The Government have tabled an amendment to our motion so that they can vote against Labour’s plan to increase neighbourhood policing. That is what Government Members are voting for tonight—they are voting against Labour’s plan to increase neighbourhood policing. Instead, they want us to welcome their efforts to increase police numbers, but who cut them in the first place? It was Tory MPs and Tory Ministers who voted to cut 20,000 police officers from forces right across the country—from our neighbourhoods, from detective work and from response teams—and now they expect everyone to be grateful because they are trying to put some of them back. Twenty thousand experienced police officers gone. The Tories claim that they are on track to reverse the cuts. Actually, they are not, because the number of officers leaving policing has been increasing. For example, North Yorkshire police have said today that they are leaving 120 vacancies unfilled so that they can make their budget add up.

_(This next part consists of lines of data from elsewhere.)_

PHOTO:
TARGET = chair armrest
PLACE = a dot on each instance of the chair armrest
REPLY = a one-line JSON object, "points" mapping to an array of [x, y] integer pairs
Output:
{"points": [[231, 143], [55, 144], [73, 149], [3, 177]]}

The police are not ending up on the streets, either. More of them are now behind desks because police staff have been cut and bureaucracy has gone up. More of them are dealing with mental health crises and missing persons. After 13 years of Tory government, the NHS and social care cannot cope, and the police are having to pick up the pieces, and there is a huge shortage of detectives, because there has been no national workforce plan, and everyone is having to try to plug the gaps.
There are 6,000 fewer neighbourhood officers and 8,000 fewer PCSOs, with the number of PCSOs having halved since 2010. Neighbourhood teams have been decimated. People say they do not see the police on the street any more—that is because, across the country, they are not on the street any more. No wonder it feels like Britain is not working. Communities are being let down.